C’è una coerenza mentale e compositiva profonda nell’opera di Salvatore Garau, artista completo, che in oltre cinquant’anni ha abbracciato l’arte visiva in ogni sua declinazione, e che oggi torna su uno dei concetti che da sempre, sin dal 1984 in occasione della sua prima mostra allo Studio Cannaviello di Milano con grandi tele nere su pareti nere, lo hanno affascinato e intorno al quale gravita molto della sua poetica: la narrazione sulla presenza e l’assenza, sul visibile e sull’indefinito.

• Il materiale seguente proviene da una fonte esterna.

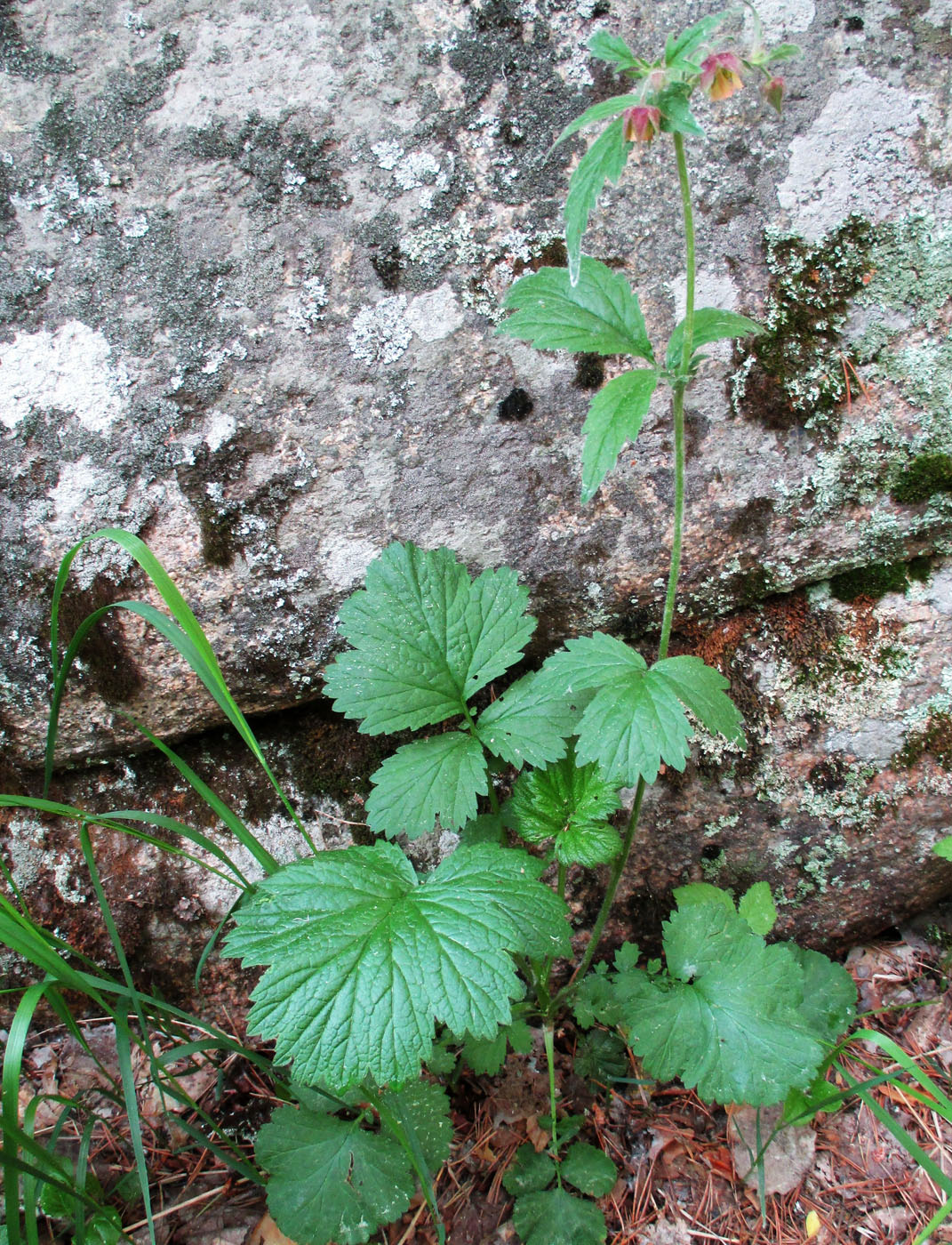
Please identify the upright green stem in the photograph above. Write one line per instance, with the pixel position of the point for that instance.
(677, 405)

Curata da Milo Goj con testo critico in catalogo di Lóránd Hegyi, organizzata da Art Relation e promossa da Roseto e Jarvés in occasione della Milano Design Week 2025, a sottolineare una volta di più il legame fra impresa, arte e tessuto cittadino, l’esposizione presenta quindici tele di grande formato e due video, uno dei quali inedito, che raccontano nell’unione fra il corpo della pittura e il non corpo dell’immateriale l’interesse che l’artista ha sempre avuto per la materia e, allo stesso tempo, per lo spirito.

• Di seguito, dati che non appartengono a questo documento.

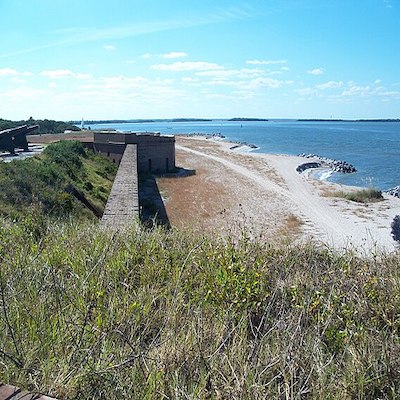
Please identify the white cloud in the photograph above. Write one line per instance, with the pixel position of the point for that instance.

Oggi, a oltre quarant’anni di distanza, quella stessa riflessione torna in una nuova forma poetica e plastica con la mostra “CORPO non CORPO” in programma fino all’11 maggio allo Spazio Roseto di corso Garibaldi 95 a Milano, dove la separazione fra ciò che è fisico e ciò che è mentale si dissolve, il concetto di realtà si espande e l’immateriale acquisisce una rilevanza pari a quella della materia stessa, spingendo tutti noi a riflettere su come percepiamo il mondo e sulle infinite possibilità che si celano dietro l’apparire.
Un esempio significativo di questo contrasto è il video Autoritratto del 2022, presentato per la prima volta in questa mostra. Un’opera immateriale che si rivela iperrealista, dove non è più l’artista a imitare il modello, ma è il modello a imitare l’artista. Un pensiero che, con estrema semplicità, coglie il senso profondo dell’esistenza.
Le quindici opere su tela e su teloni PVC riciclati provenienti dalle pubblicità dismesse, dominate soprattutto dal verde e dal viola sacrale, rappresentano invece la parte tangibile della mostra, ma molte di esse hanno nel titolo un invito a riprendere possesso della nostra immaginazione, senza la quale, sempre più, l’uomo si allinea al pensiero comune perdendo la propria indipendenza e umanità.